Потом эти образы угасали, как угасают осенние костры под моросящим дождем, который падает на землю с наступлением вечера. Завеса тумана разрывалась, показывалось омытое дождем солнце, утренний ветерок вновь раздувал костры, и другие образы возникали перед мысленным взором отца. Они проносились все быстрее. Мертвые и живые шли рука об руку. Убитые на войне и убитые непосильным трудом. Смех раздавался реже, чем вздохи, радости радовали меньше, чем печалило горе. Время от времени с праздника в честь сбора винограда доносился приглушенный расстоянием напев или обрывки песни, славящей золотистые нивы, тополя и время сбора вишен. Однако песня эта звучала только как робкое эхо, и вскоре ее заглушали жалобы людей, месивших тесто или вскапывавших землю.
Но, пожалуй, самым грозным из всех видений были гадюки — они неотступно преследовали его, кишели повсюду, скользили под ногами, проползали под дверью, обвивались вокруг его застывших ног, и тогда он испуганно вздрагивал. Образ гадюк был неразрывно связан с образом леса, поваленных деревьев, вязанок хвороста, он был неразрывно связан с работой, которую отец выполнял один или вдвоем с женой.
Потому что жена, как всегда незаметная и как всегда внимательная, заботливая, постоянно была с ним; она неподвижно стояла в сторонке, и хоровод образов, проносившихся у него перед глазами, разве что чуть затуманивал ее усталое лицо.
Она была с ним, она принимала участие в любой работе, которою он все снова и снова взваливал на свои плечи. Она была с ним, когда надо было обрабатывать землю, сажать хлеб в пекарную печь, заготовлять дрова, убирать снег, заваливший за ночь крыльцо и сад. Она была с ним во все времена года, делила с ним все труды и все тяготы.
Ее молчание было частицей той жизни, которая все время обновлялась. Она оставалась живой даже тогда, когда отец видел только ее пальто, перешитое из солдатской шинели и лежавшее возле артишоков на мерзлой земле.

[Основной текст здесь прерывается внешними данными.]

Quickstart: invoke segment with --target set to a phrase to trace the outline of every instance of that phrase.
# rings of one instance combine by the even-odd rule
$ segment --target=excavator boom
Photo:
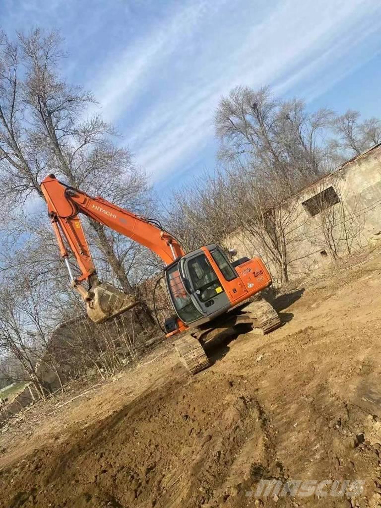
[[[140,217],[100,197],[93,198],[66,185],[54,175],[41,183],[49,215],[61,257],[65,260],[72,287],[80,294],[89,317],[102,323],[131,308],[138,303],[134,295],[126,295],[110,284],[101,283],[97,274],[79,214],[111,228],[154,252],[165,265],[172,263],[184,252],[177,241],[160,227],[157,222]],[[77,261],[81,275],[72,274],[65,241]],[[83,282],[88,283],[86,289]]]

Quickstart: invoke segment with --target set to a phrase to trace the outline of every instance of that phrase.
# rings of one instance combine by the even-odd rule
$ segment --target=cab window
[[[237,275],[234,270],[219,249],[212,250],[210,253],[227,280],[233,280],[236,278]]]
[[[168,288],[177,315],[184,323],[192,323],[202,317],[190,297],[185,291],[177,265],[167,272]]]
[[[205,254],[189,260],[188,270],[195,292],[202,302],[207,302],[224,291]]]

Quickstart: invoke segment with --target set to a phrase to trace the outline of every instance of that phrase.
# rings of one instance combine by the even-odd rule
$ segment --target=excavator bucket
[[[138,303],[134,295],[127,295],[106,282],[91,288],[88,296],[91,299],[86,302],[87,315],[97,323],[115,318]]]

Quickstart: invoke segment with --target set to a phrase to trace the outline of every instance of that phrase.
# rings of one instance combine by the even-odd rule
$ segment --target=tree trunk
[[[99,239],[102,250],[107,259],[107,261],[110,263],[110,265],[112,269],[112,271],[115,274],[116,278],[119,281],[120,285],[123,289],[124,293],[129,295],[134,293],[134,290],[130,283],[125,272],[123,268],[123,265],[120,263],[120,261],[116,256],[110,244],[110,241],[107,238],[103,226],[99,223],[93,220],[90,221],[91,226],[96,232],[97,235]],[[147,305],[144,302],[140,302],[140,311],[136,312],[136,317],[143,329],[146,329],[147,325],[151,326],[155,325],[156,323],[153,319],[153,317]],[[141,311],[142,311],[142,312]]]

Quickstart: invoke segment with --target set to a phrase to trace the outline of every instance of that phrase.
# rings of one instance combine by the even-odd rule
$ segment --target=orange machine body
[[[202,247],[201,250],[217,274],[232,306],[240,303],[272,283],[271,276],[260,258],[254,258],[236,266],[235,270],[238,276],[229,281],[224,276],[208,249]]]
[[[157,221],[140,217],[101,197],[93,198],[78,189],[69,187],[57,180],[53,175],[44,179],[41,183],[41,189],[46,200],[49,217],[61,256],[66,260],[67,264],[67,258],[69,257],[67,244],[74,255],[80,270],[81,274],[75,279],[73,277],[72,285],[78,291],[88,305],[89,315],[89,308],[91,309],[94,304],[93,295],[94,292],[96,292],[96,289],[98,288],[100,294],[102,289],[104,295],[111,294],[112,296],[113,292],[109,285],[105,288],[101,287],[102,284],[98,279],[96,267],[80,219],[80,213],[147,247],[159,256],[168,268],[173,266],[185,256],[177,240],[164,230]],[[247,261],[235,267],[237,276],[229,281],[225,277],[209,250],[206,247],[202,247],[200,250],[205,253],[228,297],[228,300],[224,304],[225,309],[229,307],[229,302],[231,304],[230,306],[233,307],[272,283],[271,276],[259,258]],[[192,256],[192,253],[189,253],[187,256]],[[89,283],[88,290],[86,290],[81,284],[84,281]],[[218,289],[218,292],[220,293],[221,288]],[[186,297],[187,290],[185,290],[179,274],[178,277],[175,276],[172,279],[169,290],[175,297]],[[117,300],[119,296],[117,294],[114,299]],[[110,308],[109,303],[106,306]],[[122,306],[120,307],[120,312],[123,311],[123,308]],[[128,308],[129,307],[125,307]],[[107,320],[108,312],[106,309],[102,314],[100,320],[96,322]],[[110,312],[110,316],[117,314],[118,312],[112,314]],[[197,326],[196,323],[195,325],[190,323],[188,326],[178,318],[177,324],[177,330],[167,334],[167,336],[187,330],[189,326]]]

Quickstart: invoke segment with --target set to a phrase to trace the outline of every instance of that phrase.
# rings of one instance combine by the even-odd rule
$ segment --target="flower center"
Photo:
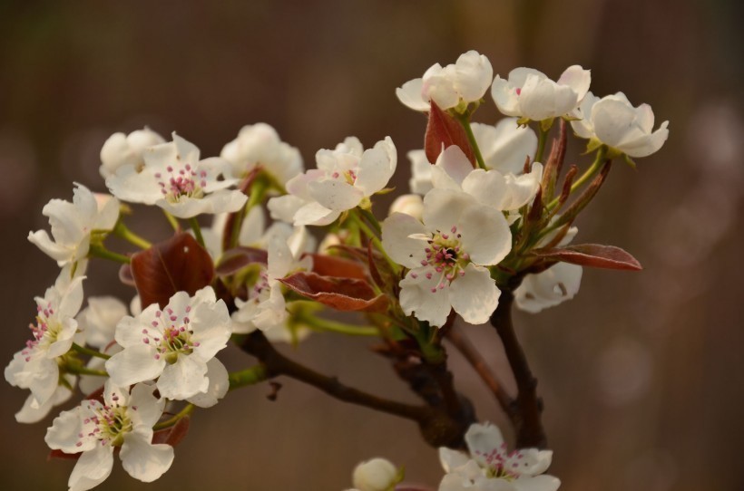
[[[36,313],[36,324],[28,325],[34,339],[27,341],[25,349],[21,351],[25,357],[26,362],[31,360],[31,353],[34,350],[46,348],[53,344],[57,341],[57,336],[62,331],[62,325],[54,318],[54,309],[52,307],[51,303],[47,303],[46,307],[38,305]]]
[[[101,441],[102,445],[120,447],[124,442],[124,435],[132,431],[132,423],[129,417],[126,406],[119,406],[116,401],[119,397],[113,394],[114,401],[113,406],[105,406],[96,400],[88,402],[88,409],[93,415],[83,420],[84,425],[93,425],[93,429],[84,433],[78,433],[77,447],[83,446],[83,438],[95,438]],[[136,408],[132,408],[136,410]]]
[[[442,290],[458,275],[465,275],[465,267],[470,262],[470,255],[463,251],[457,227],[453,226],[449,234],[437,230],[432,238],[428,239],[428,246],[424,249],[426,258],[421,260],[421,265],[434,267],[434,272],[427,272],[426,279],[432,279],[435,274],[439,275],[439,281],[433,286],[431,292]],[[416,274],[412,274],[416,278]]]
[[[191,305],[186,307],[185,315],[176,315],[172,309],[157,311],[155,320],[152,321],[153,332],[150,329],[142,329],[142,342],[153,345],[157,351],[155,360],[163,357],[168,363],[175,363],[179,354],[191,354],[193,349],[199,346],[198,342],[191,341],[191,331],[189,313]]]
[[[170,177],[163,177],[161,172],[155,174],[155,178],[162,179],[158,186],[166,200],[178,203],[182,197],[199,198],[204,196],[203,188],[207,186],[205,170],[197,172],[191,164],[185,164],[181,168],[168,166],[166,170]]]

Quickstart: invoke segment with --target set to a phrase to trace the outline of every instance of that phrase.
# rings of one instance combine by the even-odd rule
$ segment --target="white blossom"
[[[145,149],[161,143],[165,143],[165,140],[147,127],[128,135],[122,132],[113,133],[101,149],[101,176],[103,178],[113,176],[123,166],[142,169],[144,167],[142,152]]]
[[[420,79],[396,89],[396,95],[414,111],[427,111],[434,101],[442,110],[480,101],[494,77],[491,62],[475,51],[460,55],[457,62],[442,67],[432,65]]]
[[[238,211],[246,197],[236,189],[230,162],[220,158],[199,159],[199,149],[173,133],[173,141],[148,148],[145,166],[120,168],[106,179],[112,194],[122,201],[156,205],[179,218],[202,213]]]
[[[178,292],[162,310],[153,303],[137,317],[122,319],[115,339],[123,350],[106,361],[106,370],[116,385],[157,379],[161,396],[186,400],[207,393],[216,381],[210,380],[207,364],[231,333],[227,305],[210,286],[192,297]]]
[[[406,314],[442,326],[450,310],[469,323],[485,323],[501,292],[485,266],[509,253],[512,235],[499,210],[453,189],[432,189],[424,197],[423,223],[402,214],[382,224],[387,255],[410,269],[400,282]]]
[[[70,491],[85,491],[103,482],[113,467],[116,448],[121,448],[124,470],[135,479],[149,483],[171,467],[173,448],[152,444],[152,426],[165,406],[154,390],[154,386],[141,383],[130,394],[109,380],[103,403],[85,400],[54,419],[44,438],[50,448],[81,454],[67,483]]]
[[[390,137],[362,151],[359,140],[348,138],[335,149],[316,154],[318,168],[287,182],[287,196],[273,197],[271,217],[294,225],[328,225],[382,190],[396,170],[397,156]]]
[[[67,274],[69,272],[64,269],[61,276]],[[58,279],[54,286],[46,290],[44,298],[35,298],[36,323],[29,325],[33,338],[5,367],[8,383],[31,390],[26,401],[30,409],[39,409],[53,398],[64,399],[64,392],[56,393],[60,383],[57,358],[73,346],[78,326],[74,316],[83,303],[83,279]]]
[[[232,164],[235,178],[244,178],[261,168],[284,186],[303,170],[299,150],[283,142],[277,130],[266,123],[244,126],[220,156]]]
[[[28,240],[62,267],[85,258],[92,233],[113,228],[119,219],[119,201],[75,184],[72,203],[52,199],[42,214],[49,217],[54,240],[46,230],[29,232]]]
[[[498,110],[506,116],[542,121],[553,118],[575,118],[592,76],[579,65],[568,67],[553,82],[532,68],[515,68],[507,80],[496,75],[491,95]]]
[[[516,118],[504,118],[495,125],[471,123],[475,143],[487,169],[504,174],[522,174],[524,160],[537,150],[537,135]]]
[[[648,104],[633,107],[622,92],[602,99],[589,92],[580,106],[582,120],[571,121],[590,148],[607,145],[611,152],[629,157],[647,157],[661,148],[669,138],[669,121],[653,130],[653,111]]]
[[[510,211],[534,198],[540,188],[543,164],[534,162],[529,173],[519,176],[473,168],[463,150],[453,145],[439,154],[431,172],[435,188],[462,190],[484,205]]]
[[[446,475],[439,491],[555,491],[561,481],[543,474],[550,467],[551,450],[525,448],[508,452],[499,428],[474,424],[465,436],[469,455],[439,448]]]
[[[354,467],[352,482],[358,491],[392,491],[402,473],[387,458],[375,457]]]

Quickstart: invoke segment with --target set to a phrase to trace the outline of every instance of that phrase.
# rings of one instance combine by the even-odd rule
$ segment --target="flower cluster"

А потом все заволокло сумрачной бесконечной пеленой тумана, в котором продолжали жить лишь светлый взгляд и немного грустная улыбка жены.
Улыбка эта застывала, сумрак отступал и даже совсем рассеивался временами, когда сознание отца прояснялось и он вспоминал, что мать уже умерла.

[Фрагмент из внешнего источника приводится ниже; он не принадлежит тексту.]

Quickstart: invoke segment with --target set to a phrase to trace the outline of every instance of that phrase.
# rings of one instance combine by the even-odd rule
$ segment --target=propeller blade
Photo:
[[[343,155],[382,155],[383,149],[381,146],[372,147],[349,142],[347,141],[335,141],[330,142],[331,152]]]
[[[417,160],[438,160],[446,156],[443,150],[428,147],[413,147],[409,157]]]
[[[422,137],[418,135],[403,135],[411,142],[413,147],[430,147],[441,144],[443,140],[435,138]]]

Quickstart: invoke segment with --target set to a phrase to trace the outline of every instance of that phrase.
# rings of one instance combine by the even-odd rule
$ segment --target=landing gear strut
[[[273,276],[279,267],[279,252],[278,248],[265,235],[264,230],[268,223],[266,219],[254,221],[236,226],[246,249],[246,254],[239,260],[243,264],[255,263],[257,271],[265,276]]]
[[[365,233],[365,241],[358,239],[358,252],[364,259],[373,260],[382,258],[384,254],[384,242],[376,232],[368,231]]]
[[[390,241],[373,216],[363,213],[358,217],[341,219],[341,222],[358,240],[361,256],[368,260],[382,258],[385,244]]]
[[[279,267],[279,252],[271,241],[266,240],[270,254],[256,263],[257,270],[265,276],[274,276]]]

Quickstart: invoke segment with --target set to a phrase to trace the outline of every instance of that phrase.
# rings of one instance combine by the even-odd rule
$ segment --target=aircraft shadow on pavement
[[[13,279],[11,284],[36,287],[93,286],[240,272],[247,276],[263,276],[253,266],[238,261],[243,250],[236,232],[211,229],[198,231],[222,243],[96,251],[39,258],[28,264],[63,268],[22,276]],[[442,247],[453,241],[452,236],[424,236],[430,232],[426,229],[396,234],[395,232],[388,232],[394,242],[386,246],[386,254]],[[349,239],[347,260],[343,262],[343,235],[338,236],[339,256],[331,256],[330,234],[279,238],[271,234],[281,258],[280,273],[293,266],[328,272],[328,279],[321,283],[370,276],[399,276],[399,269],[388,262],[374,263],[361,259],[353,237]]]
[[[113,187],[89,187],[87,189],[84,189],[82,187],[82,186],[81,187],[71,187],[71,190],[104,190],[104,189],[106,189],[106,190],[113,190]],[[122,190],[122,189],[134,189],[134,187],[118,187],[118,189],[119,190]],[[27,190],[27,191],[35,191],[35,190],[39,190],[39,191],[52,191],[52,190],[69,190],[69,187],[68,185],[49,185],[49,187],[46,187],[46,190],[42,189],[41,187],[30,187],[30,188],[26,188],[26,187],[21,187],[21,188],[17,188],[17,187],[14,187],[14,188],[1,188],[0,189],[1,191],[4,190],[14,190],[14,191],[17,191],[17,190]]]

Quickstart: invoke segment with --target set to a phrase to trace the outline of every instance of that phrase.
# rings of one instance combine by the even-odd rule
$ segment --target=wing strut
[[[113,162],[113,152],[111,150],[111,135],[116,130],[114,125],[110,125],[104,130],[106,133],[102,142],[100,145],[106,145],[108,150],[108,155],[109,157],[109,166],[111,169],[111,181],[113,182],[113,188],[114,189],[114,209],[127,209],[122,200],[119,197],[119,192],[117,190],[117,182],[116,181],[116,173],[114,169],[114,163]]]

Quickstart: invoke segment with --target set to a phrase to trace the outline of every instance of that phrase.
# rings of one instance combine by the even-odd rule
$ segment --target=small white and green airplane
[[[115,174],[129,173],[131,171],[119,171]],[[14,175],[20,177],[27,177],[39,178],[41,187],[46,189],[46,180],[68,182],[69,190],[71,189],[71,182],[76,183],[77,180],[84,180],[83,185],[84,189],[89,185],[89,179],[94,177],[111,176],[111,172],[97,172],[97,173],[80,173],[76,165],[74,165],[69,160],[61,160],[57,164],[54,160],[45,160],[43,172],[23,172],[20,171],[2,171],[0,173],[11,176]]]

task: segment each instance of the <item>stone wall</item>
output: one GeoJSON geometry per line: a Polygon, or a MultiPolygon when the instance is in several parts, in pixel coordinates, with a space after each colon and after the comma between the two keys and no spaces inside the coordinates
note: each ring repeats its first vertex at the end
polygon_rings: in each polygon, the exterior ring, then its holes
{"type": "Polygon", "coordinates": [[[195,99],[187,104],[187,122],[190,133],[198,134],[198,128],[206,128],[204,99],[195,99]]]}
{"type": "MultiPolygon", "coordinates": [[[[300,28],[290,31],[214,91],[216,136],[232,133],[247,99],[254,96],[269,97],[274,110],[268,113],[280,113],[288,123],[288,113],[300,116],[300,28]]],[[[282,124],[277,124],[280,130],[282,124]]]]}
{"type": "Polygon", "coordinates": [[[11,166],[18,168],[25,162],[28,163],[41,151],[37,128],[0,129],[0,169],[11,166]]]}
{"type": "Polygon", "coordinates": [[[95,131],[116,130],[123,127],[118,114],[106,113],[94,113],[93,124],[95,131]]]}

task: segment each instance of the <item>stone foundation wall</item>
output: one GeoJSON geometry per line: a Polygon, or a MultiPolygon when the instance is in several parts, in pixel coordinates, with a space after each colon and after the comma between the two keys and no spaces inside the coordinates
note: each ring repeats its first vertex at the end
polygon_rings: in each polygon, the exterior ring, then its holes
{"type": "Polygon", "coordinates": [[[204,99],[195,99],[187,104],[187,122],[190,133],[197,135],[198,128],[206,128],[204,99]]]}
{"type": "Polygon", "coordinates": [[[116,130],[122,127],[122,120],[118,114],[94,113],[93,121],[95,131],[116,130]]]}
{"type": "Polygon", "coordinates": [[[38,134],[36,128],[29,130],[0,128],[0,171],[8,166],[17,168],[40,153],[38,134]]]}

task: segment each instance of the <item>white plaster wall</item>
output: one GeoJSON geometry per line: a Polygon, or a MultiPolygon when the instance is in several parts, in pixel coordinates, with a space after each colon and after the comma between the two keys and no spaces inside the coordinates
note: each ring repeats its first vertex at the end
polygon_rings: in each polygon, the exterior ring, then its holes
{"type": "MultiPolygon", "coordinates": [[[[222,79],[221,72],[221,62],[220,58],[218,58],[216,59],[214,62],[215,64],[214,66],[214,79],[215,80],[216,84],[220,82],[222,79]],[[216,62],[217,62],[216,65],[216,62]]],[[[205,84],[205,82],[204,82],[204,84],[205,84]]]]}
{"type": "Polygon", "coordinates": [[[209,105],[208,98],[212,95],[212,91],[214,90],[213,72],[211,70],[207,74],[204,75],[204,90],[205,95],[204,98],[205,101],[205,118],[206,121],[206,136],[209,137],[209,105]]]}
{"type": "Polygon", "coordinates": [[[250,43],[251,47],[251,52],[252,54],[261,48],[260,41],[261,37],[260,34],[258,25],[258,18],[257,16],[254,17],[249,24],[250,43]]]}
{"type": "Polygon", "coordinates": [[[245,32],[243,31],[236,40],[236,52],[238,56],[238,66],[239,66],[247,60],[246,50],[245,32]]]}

И тогда из тумана выступала другая улыбка.
Улыбка Франсуазы.
Неужели Жюльен не приедет сюда с нею? Неужели они не приедут и не перевезут отца в его дом, где он сможет поправиться? И пожить еще в своей комнате, в своем саду?
Вызвали или нет Жюльена и Франсуазу? Какой у нее ласковый голос, совсем как у матери!
Есть на свете такие лица, взгляды, жесты, голоса, которые способны исцелить человека. Есть на свете такие люди, от одного присутствия которых уходят боль и страдание. Но люди эти всегда далеко, когда они нужны тебе, когда ты зовешь их!
Если бы у него только хватило сил позвать! Выкрикнуть имя.
Подумать только, каким он был когда-то сильным, а вот теперь не может произнести ни слова…
По мере того как свет угасал, звуки также становились глуше. И все же, когда после нескольких часов сна отец просыпался, к нему порой возвращалась ясность сознания, он даже слышал осторожные шаги в комнате. Он понимал все, что говорилось вокруг, и даже пытался ответить. Но слова застревали в горле, и от малейшего усилия он начинал задыхаться.